赤い服を着た女 

作家ルバスク,アンリ ルバスク,アンリ
制作年1930年
材質、技法(形状)油彩・布
作品寸 (縦、cm)55.2
作品寸法 (横、cm)46.2
作品識別番号Ⅳ-205
公開解説〔國富奎三コレクション室 常設展示室〕  
 ルバスクは異なる流派の画家との交流から、自らの芸術表現を巧みに発展させていった画家と言えます。1893年のアンデパンダン展でのシニャックとの出会いは、彼が点描画法を作品に取り入れるきっかけとなり、画中の影の処理を新印象派の画家たちの色彩理論から学びました。取り上げる主題は、住み慣れた空間での日常の穏やかな出来事を描く、「アンティミスト」と呼ばれる一派の影響を大きく受けています。

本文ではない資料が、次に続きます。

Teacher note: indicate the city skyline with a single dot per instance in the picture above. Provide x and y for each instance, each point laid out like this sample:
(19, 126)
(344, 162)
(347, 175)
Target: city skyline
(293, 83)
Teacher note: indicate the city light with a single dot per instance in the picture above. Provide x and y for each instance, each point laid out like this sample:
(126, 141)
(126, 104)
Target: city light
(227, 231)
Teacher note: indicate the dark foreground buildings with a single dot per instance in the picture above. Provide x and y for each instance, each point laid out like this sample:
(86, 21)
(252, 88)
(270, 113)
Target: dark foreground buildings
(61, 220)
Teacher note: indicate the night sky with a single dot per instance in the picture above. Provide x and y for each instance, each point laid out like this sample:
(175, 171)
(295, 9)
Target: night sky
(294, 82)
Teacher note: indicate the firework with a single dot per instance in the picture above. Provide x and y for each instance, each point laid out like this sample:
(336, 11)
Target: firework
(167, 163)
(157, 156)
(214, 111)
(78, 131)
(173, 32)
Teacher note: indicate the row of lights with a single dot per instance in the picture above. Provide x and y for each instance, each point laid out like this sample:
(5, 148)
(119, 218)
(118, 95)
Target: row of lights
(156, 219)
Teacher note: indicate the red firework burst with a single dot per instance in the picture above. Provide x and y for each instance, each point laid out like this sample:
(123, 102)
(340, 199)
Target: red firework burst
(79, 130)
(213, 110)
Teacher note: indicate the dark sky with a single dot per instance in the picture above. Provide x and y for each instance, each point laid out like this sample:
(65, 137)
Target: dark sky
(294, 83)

 ルバスクが描く対象は彼の家族であり、また実際に彼が滞在し、過ごした場所の装飾や室内等がもとになっている場合が多いようです。この作品ではカンヴァスが置かれたイーゼルのある室内で、くつろいだ様子で椅子に腰掛ける女性が描かれています。画中のカンヴァスの表は見せず、イーゼルの背後が画面のなかに描き込まれることによって、描かれた室内の世界と鑑賞者との距離を縮め、親密な関係を築くことに成功しています。